First published in Column 8 on the 29th April 1992
Everyone has heard of second childhood. However, this may be preceded by an earlier stage in people’s lives – particularly men’s – which we could class as Second Adolescence.
It’s a time when you play roughhouse with the kids and
within minutes are puffing and panting. You’re so exhausted your arm muscles
have turned to jelly, and you’re not even strong enough to lift the remote
control to turn of The Fresh Prince of Bel Air.
It’s a time when your weight hasn’t merely gained ground on
you, it’s shifted location, and now waddles along in front, giving the
impression that in a few months you’ll go into labour.
I’ll never forget the day I first realised my body line had
altered. I was in the Moray Place Post Office. In those days its design was Fancy
Metallic, with reflections flung from all angles.
While waiting in the queue, I glanced up and saw some
character dressed in clothes that looked remarkably like mine. Even the face
was familiar. The only difference was that this person had a much more rounded
front that mine.
I was not impressed on second glance to realise it was me,
and wondered where I could go to get a quick corset job.
These days I avoid checking my reflection in shop windows,
or standing sideways in front of the bathroom mirror. Anyway, inside I still
see myself as the straight-up-and-down sort of person I used to be.
Second adolescence is a time when you can be charming with
the experience of 40 years one minute, and a grizzling, whining, pitiful, blubbering
booby the next. As your tears drop on to the dishes in the sink, your wife will
ask, which do you prefer, death or divorce?
During second adolescence your friends always seem to have
appointments on the other side of town.
Your body and brain are curiously uncoordinated: forgetting the
names of people you’ve known for years, missing your mouth when eating, and
generally trying to convince yourself that you haven’t really been in residence
for nearly half a century.
I never had the pangs of first adolescence. In my teens I led
a charmed existence, and all the ‘normal’ rigours of those years passed me by. I’m
making up for it now, it seems.
Second adolescence is the time when you ‘Want to Break Free,’
and rebel against all the feelings of being utterly hemmed-in, only to find the
mortgage must be paid today, the rates bill has just arrived in the post, the
car is making a rumpity noise, three of the children have been told they’re
going to camp in a fortnight and the fees have got to be at school today!
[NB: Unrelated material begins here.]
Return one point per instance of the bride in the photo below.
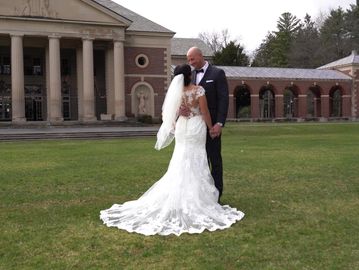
(185, 198)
You open the chequebook and your conscience says you’ll have
to stay in employment or there won’t be anything to cover the overdraft. All your
Break Free desires go toddling away leaving you to struggle off to work on your
own.
This is the time of life when you no longer possess a single
item of clothing that you can call your own (except maybe your underpants). Your
kids are all into larger sizes, and anything of yours that isn’t ‘gross’ will
do. (If they think it’s gross, anyway, how can you bear to wear it in front of
them?
Your only tracksuit trousers wind up in your son’s wardrobe
by mistake, and he commandeers them because they ‘only need to be slightly
rolled up at the bottom to fit.’
It’s a time when you think that getting up in the morning
will probably initiate World War III, so you lie there until everybody’s ready
to leave. World War III, however, is only waiting for you to arise.
It’s a time when you feel crumply, stressed out, unwanted,
useless, permanently tired, merely an appendage to the family unit. And just
when you decided that enough is enough and any bit of rock will do to crawl
under, one of the kids comes along and spontaneously says, ‘Dad, you’re
magnificent.’
They tell me that Adolescence Part Two doesn’t last forever.